Cirrus Vision Jet G2+ at a Glance
And it’s one that now extends to the addition of Safe Return—the Cirrus name for Garmin’s 2021 Flying Innovation Award-winning Autoland system—the G2 platform that was designed around the capability to land the airplane without pilot intervention.
The cold rain on a July morning in Tennessee came as a surprise—and frankly did not bode well for a demo pilot looking to show off hot-and-high-altitude performance. Fortunately, it wasn’t my first time flying with Cirrus Aircraft’s Matt Bergwall in the SF50. We’d had a couple of hours in the straight G2 version a few months earlier, plus a solid session in the sim. More on that—and its value both in initial type rating and recurrent training—a bit later.
Before we met up for the flight, Bergwall and I briefed the new features on the G2+, which centered around an update to the Williams International FJ33-5A engine that expanded temperature limits, allowing for the use of more of the available thrust at high temperatures and field elevations. This would result in a projected boost of 20 percent at the highest airports in the system as well as a respectable 4 percent reduction in takeoff and landing distances at sea level. We would also have a chance to see the jet’s latest advancement in connectivity: the addition of in-flight Wi-Fi from Gogo.
I should have known—or maybe Bergwall should have been more skeptical of—the juju I would bring to the flight when he picked me up at Wilson Air Center on the west side of the field at Chattanooga. So far, we are two for two in gathering a significant collection of mixed ice on our duo of days flying the jet together. Fair warning for next time, Matt! But once more, it was instructive on many levels.
On our first flight in the previous G2 model, N858AG, back in December 2020, the ice was not only anticipated—yeah, December—it was also wholly expected, given the reports of light rime on the descent from Delta and Envoy flights coming into Knoxville that morning.
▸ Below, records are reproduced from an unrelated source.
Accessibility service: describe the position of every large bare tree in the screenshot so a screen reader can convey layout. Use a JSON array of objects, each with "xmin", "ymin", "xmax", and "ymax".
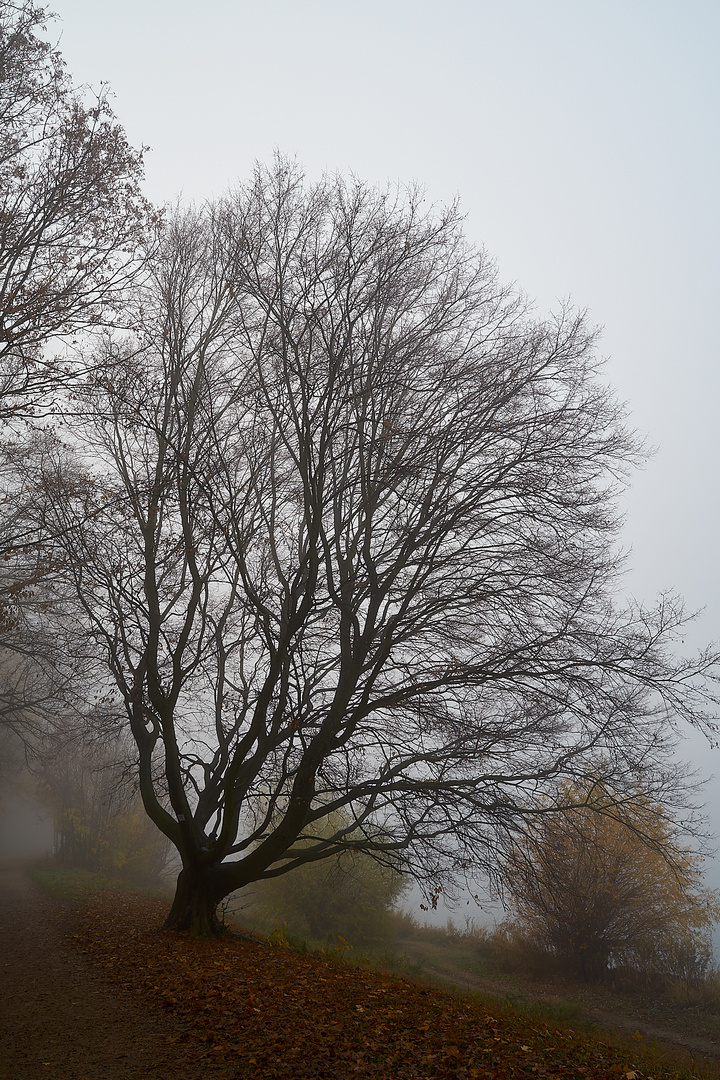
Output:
[{"xmin": 41, "ymin": 162, "xmax": 717, "ymax": 935}]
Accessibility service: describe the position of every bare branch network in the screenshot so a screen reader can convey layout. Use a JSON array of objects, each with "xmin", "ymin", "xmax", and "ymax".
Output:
[
  {"xmin": 0, "ymin": 1, "xmax": 153, "ymax": 422},
  {"xmin": 33, "ymin": 161, "xmax": 718, "ymax": 934}
]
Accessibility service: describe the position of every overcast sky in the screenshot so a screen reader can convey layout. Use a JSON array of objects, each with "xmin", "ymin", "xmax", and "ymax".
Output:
[{"xmin": 48, "ymin": 0, "xmax": 720, "ymax": 903}]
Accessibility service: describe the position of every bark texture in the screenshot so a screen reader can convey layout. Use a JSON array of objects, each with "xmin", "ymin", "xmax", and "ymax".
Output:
[{"xmin": 164, "ymin": 865, "xmax": 229, "ymax": 938}]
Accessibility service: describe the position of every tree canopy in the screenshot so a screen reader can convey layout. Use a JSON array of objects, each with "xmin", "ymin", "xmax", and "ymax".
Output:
[{"xmin": 32, "ymin": 160, "xmax": 718, "ymax": 934}]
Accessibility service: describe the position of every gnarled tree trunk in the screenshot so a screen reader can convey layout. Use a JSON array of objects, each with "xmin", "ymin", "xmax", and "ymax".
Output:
[{"xmin": 164, "ymin": 864, "xmax": 231, "ymax": 938}]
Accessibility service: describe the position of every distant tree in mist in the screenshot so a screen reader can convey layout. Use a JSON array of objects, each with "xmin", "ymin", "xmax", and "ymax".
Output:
[
  {"xmin": 37, "ymin": 733, "xmax": 172, "ymax": 886},
  {"xmin": 502, "ymin": 780, "xmax": 720, "ymax": 982},
  {"xmin": 250, "ymin": 810, "xmax": 407, "ymax": 945}
]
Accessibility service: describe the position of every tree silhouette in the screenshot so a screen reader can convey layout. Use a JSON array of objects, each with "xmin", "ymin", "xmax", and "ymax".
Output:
[{"xmin": 39, "ymin": 161, "xmax": 718, "ymax": 934}]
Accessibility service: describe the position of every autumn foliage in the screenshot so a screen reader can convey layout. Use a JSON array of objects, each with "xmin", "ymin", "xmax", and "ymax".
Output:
[
  {"xmin": 502, "ymin": 784, "xmax": 720, "ymax": 982},
  {"xmin": 0, "ymin": 0, "xmax": 151, "ymax": 417}
]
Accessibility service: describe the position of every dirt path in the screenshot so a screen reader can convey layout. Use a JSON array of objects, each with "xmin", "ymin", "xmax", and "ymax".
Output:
[
  {"xmin": 397, "ymin": 937, "xmax": 720, "ymax": 1065},
  {"xmin": 0, "ymin": 865, "xmax": 229, "ymax": 1080}
]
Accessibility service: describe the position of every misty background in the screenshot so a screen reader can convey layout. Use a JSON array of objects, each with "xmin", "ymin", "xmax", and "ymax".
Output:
[{"xmin": 4, "ymin": 0, "xmax": 718, "ymax": 923}]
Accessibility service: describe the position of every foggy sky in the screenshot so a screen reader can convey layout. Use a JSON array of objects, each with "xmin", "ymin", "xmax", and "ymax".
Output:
[{"xmin": 41, "ymin": 0, "xmax": 720, "ymax": 904}]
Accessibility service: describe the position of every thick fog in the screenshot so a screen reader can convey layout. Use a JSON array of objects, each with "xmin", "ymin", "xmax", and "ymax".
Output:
[{"xmin": 5, "ymin": 0, "xmax": 719, "ymax": 914}]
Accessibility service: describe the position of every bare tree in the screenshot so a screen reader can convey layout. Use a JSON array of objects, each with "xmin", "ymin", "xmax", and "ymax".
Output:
[
  {"xmin": 0, "ymin": 1, "xmax": 153, "ymax": 762},
  {"xmin": 40, "ymin": 161, "xmax": 718, "ymax": 935},
  {"xmin": 0, "ymin": 0, "xmax": 152, "ymax": 421}
]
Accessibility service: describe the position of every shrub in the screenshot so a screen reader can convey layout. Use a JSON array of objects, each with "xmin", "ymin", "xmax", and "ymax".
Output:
[
  {"xmin": 501, "ymin": 781, "xmax": 720, "ymax": 983},
  {"xmin": 249, "ymin": 814, "xmax": 407, "ymax": 946}
]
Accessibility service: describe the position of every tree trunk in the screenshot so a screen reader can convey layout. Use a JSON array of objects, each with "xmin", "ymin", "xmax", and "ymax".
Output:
[
  {"xmin": 164, "ymin": 864, "xmax": 229, "ymax": 937},
  {"xmin": 579, "ymin": 945, "xmax": 609, "ymax": 982}
]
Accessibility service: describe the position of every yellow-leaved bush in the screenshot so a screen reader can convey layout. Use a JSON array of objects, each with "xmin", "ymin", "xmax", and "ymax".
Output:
[{"xmin": 502, "ymin": 781, "xmax": 720, "ymax": 982}]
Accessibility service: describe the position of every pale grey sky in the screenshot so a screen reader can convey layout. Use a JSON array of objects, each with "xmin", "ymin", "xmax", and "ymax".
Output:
[{"xmin": 49, "ymin": 0, "xmax": 720, "ymax": 903}]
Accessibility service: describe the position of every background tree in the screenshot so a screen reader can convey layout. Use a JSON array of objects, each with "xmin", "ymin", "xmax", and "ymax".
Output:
[
  {"xmin": 37, "ymin": 729, "xmax": 172, "ymax": 887},
  {"xmin": 0, "ymin": 1, "xmax": 152, "ymax": 762},
  {"xmin": 0, "ymin": 426, "xmax": 92, "ymax": 761},
  {"xmin": 0, "ymin": 0, "xmax": 152, "ymax": 420},
  {"xmin": 41, "ymin": 161, "xmax": 718, "ymax": 936},
  {"xmin": 502, "ymin": 781, "xmax": 720, "ymax": 982},
  {"xmin": 248, "ymin": 809, "xmax": 407, "ymax": 946}
]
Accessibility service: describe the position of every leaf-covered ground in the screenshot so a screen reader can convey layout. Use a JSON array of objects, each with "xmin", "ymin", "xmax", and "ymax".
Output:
[{"xmin": 68, "ymin": 889, "xmax": 718, "ymax": 1080}]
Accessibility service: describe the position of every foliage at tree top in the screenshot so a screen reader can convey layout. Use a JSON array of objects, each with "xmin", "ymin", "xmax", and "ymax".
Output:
[{"xmin": 0, "ymin": 0, "xmax": 153, "ymax": 422}]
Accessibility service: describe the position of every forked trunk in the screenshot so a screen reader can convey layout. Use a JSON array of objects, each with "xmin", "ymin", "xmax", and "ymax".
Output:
[{"xmin": 164, "ymin": 864, "xmax": 229, "ymax": 937}]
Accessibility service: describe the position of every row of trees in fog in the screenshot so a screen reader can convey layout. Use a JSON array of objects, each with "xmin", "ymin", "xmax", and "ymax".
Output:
[{"xmin": 1, "ymin": 0, "xmax": 719, "ymax": 966}]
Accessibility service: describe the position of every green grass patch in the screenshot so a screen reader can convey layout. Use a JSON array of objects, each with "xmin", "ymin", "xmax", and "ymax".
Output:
[
  {"xmin": 499, "ymin": 991, "xmax": 585, "ymax": 1026},
  {"xmin": 29, "ymin": 866, "xmax": 169, "ymax": 902}
]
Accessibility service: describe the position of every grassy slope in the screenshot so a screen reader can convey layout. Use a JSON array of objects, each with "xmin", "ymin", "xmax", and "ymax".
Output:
[{"xmin": 28, "ymin": 868, "xmax": 720, "ymax": 1079}]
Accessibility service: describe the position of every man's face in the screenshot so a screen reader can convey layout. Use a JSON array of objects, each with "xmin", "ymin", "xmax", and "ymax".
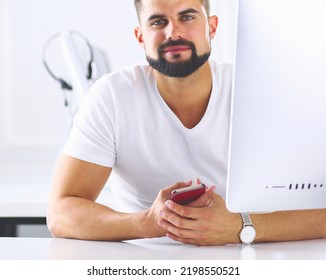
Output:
[{"xmin": 135, "ymin": 0, "xmax": 218, "ymax": 77}]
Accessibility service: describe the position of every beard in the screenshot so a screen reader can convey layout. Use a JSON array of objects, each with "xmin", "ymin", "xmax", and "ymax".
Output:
[{"xmin": 146, "ymin": 39, "xmax": 210, "ymax": 78}]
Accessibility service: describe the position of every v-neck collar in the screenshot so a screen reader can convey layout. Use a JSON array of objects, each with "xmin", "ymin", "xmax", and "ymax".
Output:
[{"xmin": 150, "ymin": 61, "xmax": 219, "ymax": 137}]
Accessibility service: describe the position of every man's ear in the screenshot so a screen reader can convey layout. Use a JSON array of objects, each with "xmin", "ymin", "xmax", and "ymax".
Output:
[
  {"xmin": 134, "ymin": 27, "xmax": 145, "ymax": 48},
  {"xmin": 208, "ymin": 15, "xmax": 218, "ymax": 40}
]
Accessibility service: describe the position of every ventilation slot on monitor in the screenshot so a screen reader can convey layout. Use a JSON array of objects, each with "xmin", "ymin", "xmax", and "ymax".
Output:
[{"xmin": 289, "ymin": 183, "xmax": 324, "ymax": 190}]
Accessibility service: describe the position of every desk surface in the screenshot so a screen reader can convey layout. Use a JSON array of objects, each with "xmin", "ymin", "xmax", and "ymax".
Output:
[
  {"xmin": 0, "ymin": 183, "xmax": 49, "ymax": 217},
  {"xmin": 0, "ymin": 237, "xmax": 325, "ymax": 260}
]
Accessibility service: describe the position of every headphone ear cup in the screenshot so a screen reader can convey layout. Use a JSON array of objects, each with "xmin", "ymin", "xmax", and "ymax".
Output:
[
  {"xmin": 58, "ymin": 79, "xmax": 73, "ymax": 90},
  {"xmin": 87, "ymin": 62, "xmax": 93, "ymax": 80}
]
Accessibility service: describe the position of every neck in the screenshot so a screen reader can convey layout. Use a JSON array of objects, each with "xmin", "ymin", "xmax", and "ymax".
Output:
[{"xmin": 154, "ymin": 61, "xmax": 213, "ymax": 129}]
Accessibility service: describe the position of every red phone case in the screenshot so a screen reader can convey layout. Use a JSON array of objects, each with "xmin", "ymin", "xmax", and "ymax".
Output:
[{"xmin": 170, "ymin": 184, "xmax": 206, "ymax": 205}]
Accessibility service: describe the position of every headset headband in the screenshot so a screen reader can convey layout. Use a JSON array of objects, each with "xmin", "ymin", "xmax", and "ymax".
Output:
[{"xmin": 42, "ymin": 31, "xmax": 94, "ymax": 92}]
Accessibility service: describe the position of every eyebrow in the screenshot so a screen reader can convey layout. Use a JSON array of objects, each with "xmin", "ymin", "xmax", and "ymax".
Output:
[
  {"xmin": 178, "ymin": 8, "xmax": 199, "ymax": 16},
  {"xmin": 147, "ymin": 8, "xmax": 199, "ymax": 22},
  {"xmin": 147, "ymin": 14, "xmax": 165, "ymax": 22}
]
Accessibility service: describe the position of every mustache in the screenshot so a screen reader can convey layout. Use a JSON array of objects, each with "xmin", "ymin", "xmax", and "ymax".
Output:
[{"xmin": 157, "ymin": 39, "xmax": 196, "ymax": 55}]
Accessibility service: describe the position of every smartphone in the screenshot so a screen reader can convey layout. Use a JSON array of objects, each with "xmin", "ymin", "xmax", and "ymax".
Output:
[{"xmin": 170, "ymin": 184, "xmax": 206, "ymax": 205}]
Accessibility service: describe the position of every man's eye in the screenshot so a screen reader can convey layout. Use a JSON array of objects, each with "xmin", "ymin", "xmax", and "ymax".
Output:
[
  {"xmin": 181, "ymin": 15, "xmax": 194, "ymax": 21},
  {"xmin": 152, "ymin": 19, "xmax": 167, "ymax": 26}
]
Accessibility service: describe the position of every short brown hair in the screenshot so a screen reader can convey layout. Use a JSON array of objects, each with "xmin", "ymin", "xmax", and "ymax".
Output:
[{"xmin": 134, "ymin": 0, "xmax": 211, "ymax": 21}]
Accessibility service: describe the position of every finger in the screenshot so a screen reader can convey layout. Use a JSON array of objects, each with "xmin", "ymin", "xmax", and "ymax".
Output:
[
  {"xmin": 210, "ymin": 191, "xmax": 225, "ymax": 205},
  {"xmin": 158, "ymin": 217, "xmax": 203, "ymax": 245},
  {"xmin": 158, "ymin": 209, "xmax": 210, "ymax": 245},
  {"xmin": 159, "ymin": 208, "xmax": 195, "ymax": 230},
  {"xmin": 158, "ymin": 217, "xmax": 196, "ymax": 240},
  {"xmin": 184, "ymin": 179, "xmax": 193, "ymax": 186},
  {"xmin": 165, "ymin": 200, "xmax": 202, "ymax": 219}
]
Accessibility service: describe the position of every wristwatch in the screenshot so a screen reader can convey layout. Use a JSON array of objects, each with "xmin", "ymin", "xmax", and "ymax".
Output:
[{"xmin": 239, "ymin": 213, "xmax": 256, "ymax": 245}]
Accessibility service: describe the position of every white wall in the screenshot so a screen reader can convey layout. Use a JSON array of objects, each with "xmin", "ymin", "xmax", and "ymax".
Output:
[{"xmin": 0, "ymin": 0, "xmax": 237, "ymax": 186}]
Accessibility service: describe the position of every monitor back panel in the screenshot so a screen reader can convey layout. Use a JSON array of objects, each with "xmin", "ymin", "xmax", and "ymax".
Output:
[{"xmin": 226, "ymin": 0, "xmax": 326, "ymax": 212}]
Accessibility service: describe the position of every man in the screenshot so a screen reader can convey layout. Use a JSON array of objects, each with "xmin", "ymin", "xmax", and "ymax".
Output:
[{"xmin": 47, "ymin": 0, "xmax": 326, "ymax": 245}]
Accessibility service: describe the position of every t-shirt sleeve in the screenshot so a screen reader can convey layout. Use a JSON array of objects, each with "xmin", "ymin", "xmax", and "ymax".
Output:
[{"xmin": 63, "ymin": 76, "xmax": 116, "ymax": 167}]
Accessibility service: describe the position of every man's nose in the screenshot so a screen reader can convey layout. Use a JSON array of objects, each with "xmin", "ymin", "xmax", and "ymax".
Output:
[{"xmin": 166, "ymin": 21, "xmax": 183, "ymax": 40}]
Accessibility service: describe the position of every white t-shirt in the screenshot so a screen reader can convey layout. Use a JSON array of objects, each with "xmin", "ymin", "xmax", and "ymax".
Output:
[{"xmin": 64, "ymin": 60, "xmax": 233, "ymax": 212}]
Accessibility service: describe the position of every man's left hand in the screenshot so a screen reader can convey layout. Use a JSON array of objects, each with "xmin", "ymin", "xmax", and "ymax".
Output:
[{"xmin": 158, "ymin": 192, "xmax": 242, "ymax": 245}]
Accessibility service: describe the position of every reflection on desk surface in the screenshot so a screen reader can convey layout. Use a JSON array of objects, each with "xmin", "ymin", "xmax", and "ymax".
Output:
[{"xmin": 0, "ymin": 237, "xmax": 325, "ymax": 260}]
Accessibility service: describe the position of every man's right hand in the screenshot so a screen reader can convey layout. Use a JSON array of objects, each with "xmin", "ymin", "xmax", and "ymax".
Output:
[
  {"xmin": 142, "ymin": 179, "xmax": 215, "ymax": 238},
  {"xmin": 142, "ymin": 180, "xmax": 193, "ymax": 238}
]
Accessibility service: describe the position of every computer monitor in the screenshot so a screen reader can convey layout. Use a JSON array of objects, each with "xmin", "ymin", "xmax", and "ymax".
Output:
[{"xmin": 226, "ymin": 0, "xmax": 326, "ymax": 212}]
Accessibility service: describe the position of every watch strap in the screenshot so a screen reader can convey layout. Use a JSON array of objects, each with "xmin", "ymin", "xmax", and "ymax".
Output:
[{"xmin": 240, "ymin": 213, "xmax": 253, "ymax": 227}]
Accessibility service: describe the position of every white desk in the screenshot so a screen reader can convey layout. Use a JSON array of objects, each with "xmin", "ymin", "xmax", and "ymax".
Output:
[
  {"xmin": 0, "ymin": 182, "xmax": 51, "ymax": 235},
  {"xmin": 0, "ymin": 183, "xmax": 49, "ymax": 236},
  {"xmin": 0, "ymin": 183, "xmax": 49, "ymax": 217},
  {"xmin": 0, "ymin": 237, "xmax": 325, "ymax": 260}
]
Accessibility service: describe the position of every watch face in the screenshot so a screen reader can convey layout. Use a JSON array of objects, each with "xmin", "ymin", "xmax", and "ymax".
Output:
[{"xmin": 240, "ymin": 226, "xmax": 256, "ymax": 244}]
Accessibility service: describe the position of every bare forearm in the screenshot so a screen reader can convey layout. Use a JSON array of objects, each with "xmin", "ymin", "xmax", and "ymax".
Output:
[
  {"xmin": 157, "ymin": 192, "xmax": 326, "ymax": 245},
  {"xmin": 252, "ymin": 209, "xmax": 326, "ymax": 243},
  {"xmin": 47, "ymin": 196, "xmax": 151, "ymax": 241}
]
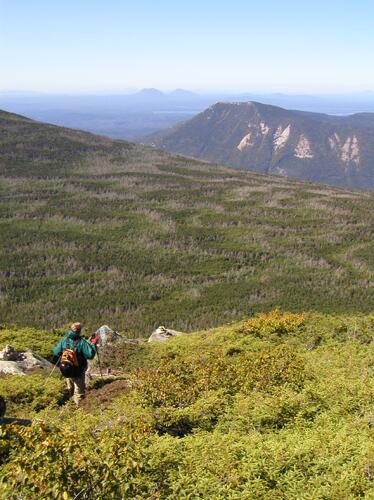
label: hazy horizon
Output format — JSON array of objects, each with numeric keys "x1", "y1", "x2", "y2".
[{"x1": 2, "y1": 88, "x2": 374, "y2": 98}]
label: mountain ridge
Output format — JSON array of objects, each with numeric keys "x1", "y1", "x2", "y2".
[{"x1": 146, "y1": 101, "x2": 374, "y2": 188}]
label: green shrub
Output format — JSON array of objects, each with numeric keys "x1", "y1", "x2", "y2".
[
  {"x1": 0, "y1": 374, "x2": 65, "y2": 417},
  {"x1": 0, "y1": 326, "x2": 62, "y2": 360},
  {"x1": 0, "y1": 311, "x2": 373, "y2": 498}
]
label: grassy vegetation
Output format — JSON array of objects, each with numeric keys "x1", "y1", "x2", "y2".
[
  {"x1": 0, "y1": 326, "x2": 62, "y2": 360},
  {"x1": 0, "y1": 311, "x2": 373, "y2": 498},
  {"x1": 2, "y1": 111, "x2": 374, "y2": 335}
]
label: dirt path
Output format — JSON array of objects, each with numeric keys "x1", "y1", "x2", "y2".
[{"x1": 81, "y1": 378, "x2": 130, "y2": 412}]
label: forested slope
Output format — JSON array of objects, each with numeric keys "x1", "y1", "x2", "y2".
[{"x1": 1, "y1": 111, "x2": 374, "y2": 333}]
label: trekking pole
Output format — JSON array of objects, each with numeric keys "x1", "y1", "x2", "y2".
[
  {"x1": 44, "y1": 355, "x2": 61, "y2": 385},
  {"x1": 96, "y1": 347, "x2": 103, "y2": 377}
]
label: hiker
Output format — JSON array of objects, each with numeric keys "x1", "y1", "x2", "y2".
[{"x1": 52, "y1": 322, "x2": 97, "y2": 406}]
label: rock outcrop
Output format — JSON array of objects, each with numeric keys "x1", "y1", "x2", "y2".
[
  {"x1": 94, "y1": 325, "x2": 121, "y2": 346},
  {"x1": 0, "y1": 346, "x2": 54, "y2": 375},
  {"x1": 148, "y1": 326, "x2": 184, "y2": 342}
]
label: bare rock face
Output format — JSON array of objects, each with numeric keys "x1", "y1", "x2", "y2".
[
  {"x1": 18, "y1": 351, "x2": 54, "y2": 372},
  {"x1": 0, "y1": 346, "x2": 54, "y2": 375},
  {"x1": 148, "y1": 326, "x2": 184, "y2": 343},
  {"x1": 294, "y1": 134, "x2": 314, "y2": 159},
  {"x1": 0, "y1": 360, "x2": 25, "y2": 375}
]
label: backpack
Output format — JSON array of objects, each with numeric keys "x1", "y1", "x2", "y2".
[{"x1": 59, "y1": 340, "x2": 82, "y2": 378}]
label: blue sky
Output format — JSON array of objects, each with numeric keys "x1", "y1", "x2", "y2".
[{"x1": 1, "y1": 0, "x2": 374, "y2": 93}]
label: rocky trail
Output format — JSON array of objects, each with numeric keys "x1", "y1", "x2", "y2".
[{"x1": 81, "y1": 378, "x2": 130, "y2": 412}]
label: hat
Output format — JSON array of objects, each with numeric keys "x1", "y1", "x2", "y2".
[{"x1": 71, "y1": 322, "x2": 82, "y2": 332}]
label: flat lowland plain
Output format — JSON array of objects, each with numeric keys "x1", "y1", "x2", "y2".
[{"x1": 1, "y1": 110, "x2": 374, "y2": 333}]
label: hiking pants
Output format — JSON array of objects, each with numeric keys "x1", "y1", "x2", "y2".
[{"x1": 66, "y1": 371, "x2": 86, "y2": 406}]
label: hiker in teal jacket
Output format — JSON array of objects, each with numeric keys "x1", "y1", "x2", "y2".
[{"x1": 53, "y1": 322, "x2": 96, "y2": 405}]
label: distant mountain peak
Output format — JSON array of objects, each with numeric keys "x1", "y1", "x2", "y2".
[
  {"x1": 169, "y1": 88, "x2": 198, "y2": 97},
  {"x1": 135, "y1": 88, "x2": 165, "y2": 97}
]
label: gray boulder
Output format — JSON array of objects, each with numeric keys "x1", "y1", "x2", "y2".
[
  {"x1": 148, "y1": 326, "x2": 184, "y2": 343},
  {"x1": 94, "y1": 325, "x2": 121, "y2": 346},
  {"x1": 0, "y1": 360, "x2": 25, "y2": 375},
  {"x1": 18, "y1": 350, "x2": 54, "y2": 372},
  {"x1": 0, "y1": 347, "x2": 54, "y2": 376}
]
We had a lot of room under the overcast and only a thin layer to contend with, so what we picked up in the transit between 2,500 and 10,000 feet—though not anything to brush off—was a nonevent, save for the fact it gave me a good sense of how the deice and anti-ice systems work on the SF50. We turned on the boots as we entered the clouds, along with the engine anti-ice we’d engaged after takeoff and the alcohol-based ice protection system for the windshield.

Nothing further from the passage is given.